The October issue is currently at the printer. It includes a critical symposium on preparing for marriage in our contemporary society, covering aspects such as the role of the churches, courtship, and romance.
This is Touchstone. So, it is not your "normal" dating symposium. It all starts with senior editor S. M. Hutchens’s proposal that marriage be arranged by the parents. Then, there are responses by the young-and-married Jocelyn Mathewes, long-time InterVarsity campus worker (and Touchstone contributing editor) Kevin Offner, and senior editor James Hitchcock. We will also have a special response section in a future issue with letters from readers.
Here are some other things to look forward to in this issue:
Psychology: When trying to understand Jesus and “what makes him tick,” the customary psycho-biographical methods do not apply to the God-man.
Place: As Christians are we to identify with a specific nation or state, or be cosmopolitan citizens of the world? What are the effects of this identification?

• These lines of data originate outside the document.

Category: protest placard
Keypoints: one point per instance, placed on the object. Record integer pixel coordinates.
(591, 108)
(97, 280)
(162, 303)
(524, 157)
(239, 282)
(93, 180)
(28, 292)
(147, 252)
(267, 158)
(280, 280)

Parsonages: A reflection on the value to the pastor and to the congregation when a pastor lives among and beside those to whom he ministers.
Journey of Faith: A profile of Washington Post social writer Sally Quinn and her journey from Christianity to atheism to her current place as a spiritual seeker.
Graduation: A commencement address to a homeschool group that reminds young people that rather than just “going places,” they should aim for where all time is headed: to eternity.
Humanities: “The development of the humanities in Western culture cannot be fully understood apart from an appreciation of scriptural husbandry and a kind of ecclesiastical mothering which, together, have birthed and nurtured western intellectual life down to the present.”